Gemäß § 19 (1) EStG sind Einnahmen grundsätzlich in jenem Kalenderjahr bezogen, in dem sie dem Steuerpflichtigen zugeflossen sind. Abweichend davon gelten gem § 19 (1) Z2 Teilstrich 3 EStG Nachzahlungen im Insolvenzverfahren als in dem Kalenderjahr zugeflossen, für das der Anspruch besteht. Dies gilt für Insolvenzverfahren, die nach dem 31.12.2005 eröffnet wurden. Im vorliegenden Fall erfolgte eine amtswegige Löschung gem § 40 FBG ohne vorherige Eröffnung eines Insolvenzverfahrens. Die amtswegige Löschung erfolgte am 29.6.2006 also nach dem 31.12.2005. Eine amtswegige Löschung steht gem § 1 (1) Z 4 IESG einem Verfahren nach der Insolvenzordnung gleich. Nachzahlungen aufgrund einer amtswegigen Löschung sind daher Nachzahlungen im Insolvenzverfahren iSd § 19 EStG.

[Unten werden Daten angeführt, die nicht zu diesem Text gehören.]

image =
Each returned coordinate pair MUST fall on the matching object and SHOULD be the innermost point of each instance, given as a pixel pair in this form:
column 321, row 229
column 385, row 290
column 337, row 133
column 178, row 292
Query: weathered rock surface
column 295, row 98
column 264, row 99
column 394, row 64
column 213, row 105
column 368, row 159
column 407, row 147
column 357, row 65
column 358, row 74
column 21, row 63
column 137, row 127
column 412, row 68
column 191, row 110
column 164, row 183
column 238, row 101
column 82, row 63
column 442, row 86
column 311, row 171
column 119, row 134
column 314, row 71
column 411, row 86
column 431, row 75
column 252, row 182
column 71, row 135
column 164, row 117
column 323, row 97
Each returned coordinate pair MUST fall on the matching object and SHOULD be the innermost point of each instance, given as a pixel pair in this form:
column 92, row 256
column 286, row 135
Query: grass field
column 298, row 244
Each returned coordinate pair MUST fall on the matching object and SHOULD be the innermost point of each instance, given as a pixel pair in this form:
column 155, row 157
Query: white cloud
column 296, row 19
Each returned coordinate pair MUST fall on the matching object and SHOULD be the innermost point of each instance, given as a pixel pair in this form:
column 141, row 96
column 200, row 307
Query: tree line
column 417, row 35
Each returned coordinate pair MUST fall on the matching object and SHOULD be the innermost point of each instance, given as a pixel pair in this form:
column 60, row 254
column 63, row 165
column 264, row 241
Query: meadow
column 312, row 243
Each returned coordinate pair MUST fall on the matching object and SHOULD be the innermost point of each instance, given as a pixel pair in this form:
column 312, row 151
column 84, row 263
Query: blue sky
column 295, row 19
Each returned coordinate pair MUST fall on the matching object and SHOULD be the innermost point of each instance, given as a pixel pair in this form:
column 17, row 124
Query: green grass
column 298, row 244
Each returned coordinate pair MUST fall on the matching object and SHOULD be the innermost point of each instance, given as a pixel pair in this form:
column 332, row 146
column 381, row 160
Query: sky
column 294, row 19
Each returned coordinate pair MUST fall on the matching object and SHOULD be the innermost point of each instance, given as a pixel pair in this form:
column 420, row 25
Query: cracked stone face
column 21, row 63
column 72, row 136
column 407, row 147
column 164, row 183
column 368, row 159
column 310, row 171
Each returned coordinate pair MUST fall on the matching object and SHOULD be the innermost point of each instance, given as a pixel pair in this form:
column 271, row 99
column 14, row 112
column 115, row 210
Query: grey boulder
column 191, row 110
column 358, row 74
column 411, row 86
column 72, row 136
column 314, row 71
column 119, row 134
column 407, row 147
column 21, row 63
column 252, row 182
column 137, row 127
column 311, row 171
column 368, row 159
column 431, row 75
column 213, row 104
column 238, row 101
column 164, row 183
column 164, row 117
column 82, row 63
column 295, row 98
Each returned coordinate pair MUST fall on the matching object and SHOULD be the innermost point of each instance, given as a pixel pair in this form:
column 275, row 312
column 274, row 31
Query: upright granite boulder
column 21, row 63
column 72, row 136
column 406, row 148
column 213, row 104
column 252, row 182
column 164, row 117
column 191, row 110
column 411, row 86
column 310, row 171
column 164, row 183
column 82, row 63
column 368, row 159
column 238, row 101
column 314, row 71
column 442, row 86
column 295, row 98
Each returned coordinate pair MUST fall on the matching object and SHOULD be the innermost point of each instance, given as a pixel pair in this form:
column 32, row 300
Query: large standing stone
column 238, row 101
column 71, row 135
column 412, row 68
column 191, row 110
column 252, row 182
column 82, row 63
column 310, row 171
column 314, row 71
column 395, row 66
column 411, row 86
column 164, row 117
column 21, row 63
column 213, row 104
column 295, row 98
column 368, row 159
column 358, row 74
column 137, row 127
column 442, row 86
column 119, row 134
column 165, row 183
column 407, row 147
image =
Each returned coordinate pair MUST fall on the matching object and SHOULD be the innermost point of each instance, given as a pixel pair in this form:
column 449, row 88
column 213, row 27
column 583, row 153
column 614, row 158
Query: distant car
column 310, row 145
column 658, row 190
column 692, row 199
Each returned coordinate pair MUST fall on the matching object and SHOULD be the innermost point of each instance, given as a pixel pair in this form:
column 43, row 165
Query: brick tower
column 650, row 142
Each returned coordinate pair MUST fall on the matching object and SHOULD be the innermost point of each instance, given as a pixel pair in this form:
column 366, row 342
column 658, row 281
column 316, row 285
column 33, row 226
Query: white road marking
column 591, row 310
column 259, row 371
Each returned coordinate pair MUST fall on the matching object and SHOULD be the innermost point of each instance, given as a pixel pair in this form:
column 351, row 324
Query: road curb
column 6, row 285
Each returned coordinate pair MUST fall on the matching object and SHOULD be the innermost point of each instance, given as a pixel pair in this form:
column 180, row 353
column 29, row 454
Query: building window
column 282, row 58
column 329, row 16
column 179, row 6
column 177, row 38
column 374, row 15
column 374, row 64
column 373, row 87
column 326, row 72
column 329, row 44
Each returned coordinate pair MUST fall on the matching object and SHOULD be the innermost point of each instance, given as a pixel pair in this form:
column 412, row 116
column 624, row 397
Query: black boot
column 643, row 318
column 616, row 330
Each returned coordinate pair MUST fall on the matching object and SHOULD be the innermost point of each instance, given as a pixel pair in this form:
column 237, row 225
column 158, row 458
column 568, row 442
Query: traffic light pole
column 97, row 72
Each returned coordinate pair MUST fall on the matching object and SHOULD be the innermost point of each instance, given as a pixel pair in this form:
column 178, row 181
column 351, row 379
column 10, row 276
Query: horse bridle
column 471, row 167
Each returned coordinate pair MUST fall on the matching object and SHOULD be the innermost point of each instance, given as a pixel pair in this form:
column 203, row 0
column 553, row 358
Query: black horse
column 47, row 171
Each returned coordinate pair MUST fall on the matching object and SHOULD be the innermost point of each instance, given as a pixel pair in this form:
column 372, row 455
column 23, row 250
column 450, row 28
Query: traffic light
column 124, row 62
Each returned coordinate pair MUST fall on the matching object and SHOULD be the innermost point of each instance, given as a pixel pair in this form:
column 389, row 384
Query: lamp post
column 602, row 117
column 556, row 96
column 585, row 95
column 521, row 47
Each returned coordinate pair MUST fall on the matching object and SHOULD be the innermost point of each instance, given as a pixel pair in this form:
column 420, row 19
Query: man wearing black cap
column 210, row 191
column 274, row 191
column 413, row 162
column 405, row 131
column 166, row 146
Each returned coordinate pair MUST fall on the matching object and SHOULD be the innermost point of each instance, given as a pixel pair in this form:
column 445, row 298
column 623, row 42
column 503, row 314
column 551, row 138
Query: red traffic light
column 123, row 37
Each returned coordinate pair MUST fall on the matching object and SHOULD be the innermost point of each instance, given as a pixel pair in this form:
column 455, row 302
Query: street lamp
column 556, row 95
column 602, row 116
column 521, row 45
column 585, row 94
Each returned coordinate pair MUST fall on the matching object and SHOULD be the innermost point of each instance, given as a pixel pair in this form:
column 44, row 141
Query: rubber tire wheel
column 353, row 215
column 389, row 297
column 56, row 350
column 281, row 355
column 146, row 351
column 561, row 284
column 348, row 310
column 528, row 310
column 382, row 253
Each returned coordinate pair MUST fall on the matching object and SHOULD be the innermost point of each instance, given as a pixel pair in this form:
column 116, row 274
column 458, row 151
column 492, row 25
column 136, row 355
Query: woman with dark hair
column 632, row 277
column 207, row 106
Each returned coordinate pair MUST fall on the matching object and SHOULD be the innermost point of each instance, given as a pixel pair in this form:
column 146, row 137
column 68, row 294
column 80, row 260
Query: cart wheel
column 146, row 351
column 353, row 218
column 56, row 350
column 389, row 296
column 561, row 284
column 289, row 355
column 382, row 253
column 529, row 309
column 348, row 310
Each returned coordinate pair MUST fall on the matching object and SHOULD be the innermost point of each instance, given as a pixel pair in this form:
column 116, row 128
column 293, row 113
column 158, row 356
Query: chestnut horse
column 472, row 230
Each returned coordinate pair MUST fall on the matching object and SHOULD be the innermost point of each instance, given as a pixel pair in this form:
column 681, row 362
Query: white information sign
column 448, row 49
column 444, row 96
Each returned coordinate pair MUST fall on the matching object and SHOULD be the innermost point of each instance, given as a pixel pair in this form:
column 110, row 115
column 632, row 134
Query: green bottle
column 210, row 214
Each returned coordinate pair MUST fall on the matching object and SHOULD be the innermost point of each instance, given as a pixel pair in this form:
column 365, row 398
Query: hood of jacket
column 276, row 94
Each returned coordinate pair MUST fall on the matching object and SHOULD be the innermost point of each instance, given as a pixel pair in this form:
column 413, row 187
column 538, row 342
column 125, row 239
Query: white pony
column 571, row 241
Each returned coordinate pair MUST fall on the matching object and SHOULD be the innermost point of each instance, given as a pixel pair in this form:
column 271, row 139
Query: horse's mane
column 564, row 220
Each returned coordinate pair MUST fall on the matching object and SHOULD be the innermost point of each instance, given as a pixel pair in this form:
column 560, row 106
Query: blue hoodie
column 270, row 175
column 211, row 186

Dem Bw gelten daher im Jahr 2006 die Insolvenzausfallgelder als zugeflossen, die auf Ansprüchen des Jahres 2006 beruhen. Das waren, wie den Bescheiden der IAF Service GmbH zu entnehmen ist, die Ansprüche aus laufendem Entgelt für 1.9.2006 bis 30.11.2006 zuzüglich anteiliger Weihnachtsremuneration iHv € 2.765,00.

Die nichtselbständigen Einkünfte von der A werden mit den Beträgen des korrigierten Lohnzettels (mit € 1.188,74) festgesetzt.